The industries with the next highest levels of precariousness are both service industries: ‘other services’ (including repair and maintenance services, personal care and laundry, and civic and professional organizations) and business, building and other support services.[42] Those working in ‘other services’ tend to be women, with a college or trade certificate or diploma – in part reflecting the relatively low value placed on service work associated with so-called women’s skills, such as personal care and caregiving.[43] Women who have recently immigrated to Canada and racialized workers, especially those from Black and Southeast Asian backgrounds, are also over-represented among workers in ‘other services’. Workers in building and business support services are overwhelmingly men, with a high-school diploma. Overall, these industry-specific results demonstrate the relative precariousness of service industries assumed to be ancillary,[44] and the stability of ‘core’ services such as education, public administration, and utilities.

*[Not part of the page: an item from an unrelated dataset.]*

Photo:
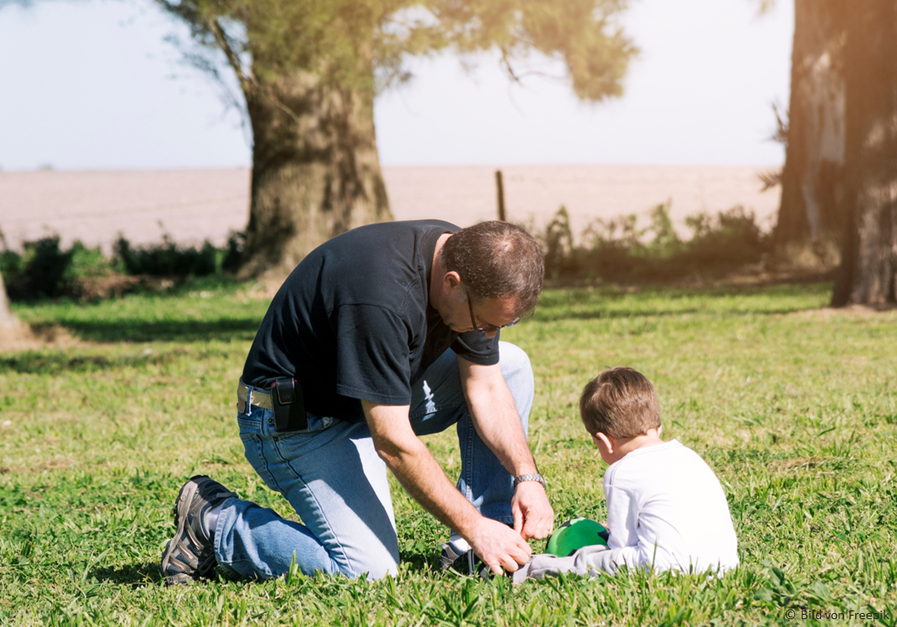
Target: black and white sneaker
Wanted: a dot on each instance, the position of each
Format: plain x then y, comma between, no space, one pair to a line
190,555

Paralleling the industry-specific findings, the occupations characterized by the highest levels of labour market insecurity are also in the service sector (see Appendix B, Table 5.2). The occupational group experiencing the highest degree of precariousness is chefs, cooks and other workers in the food and beverage industry – primarily restaurant servers.[45] The occupational group with the second highest degree of precariousness is retail sales clerks and cashiers. The profiles of workers in both of these occupational groups are quite similar: both groups are comprised overwhelmingly of high-school educated women. Recent immigrants and racialized workers are over-represented in sales and service occupations, though underrepresented among chefs, cooks and other food and beverage workers. Both occupations are characterized by high levels of part-time employment; almost half of all workers in food services (45%) and the majority of workers in retail services (52.4%) are part-time. Retail services also has a high proportion of temporary part-time employment (15.9%) overall, reflecting the use of temporary staff in this sector as a way to deal with seasonal fluctuations in the business cycle.

The occupational areas with the next highest level of precariousness are in primary industries, including forestry and primary resource extraction, as well as some agricultural occupations (excluding labourers). This occupational group consists primarily of white men, although workers in this group have a diverse range of educational backgrounds. Similar to workers in the agricultural industry described above, these occupations are characterized by a high level of full-time temporary employment, reflecting the seasonal nature of much of this work.

An analysis of work by industry and occupation shows how the features of some forms of work – such as service and agricultural work – converge with those identified with precariousness. Furthermore, the gendered and racialized nature of work in these industries and occupations, intersect with the form of employment to result in a situation where some social groups are more likely to be situated in precarious jobs than others.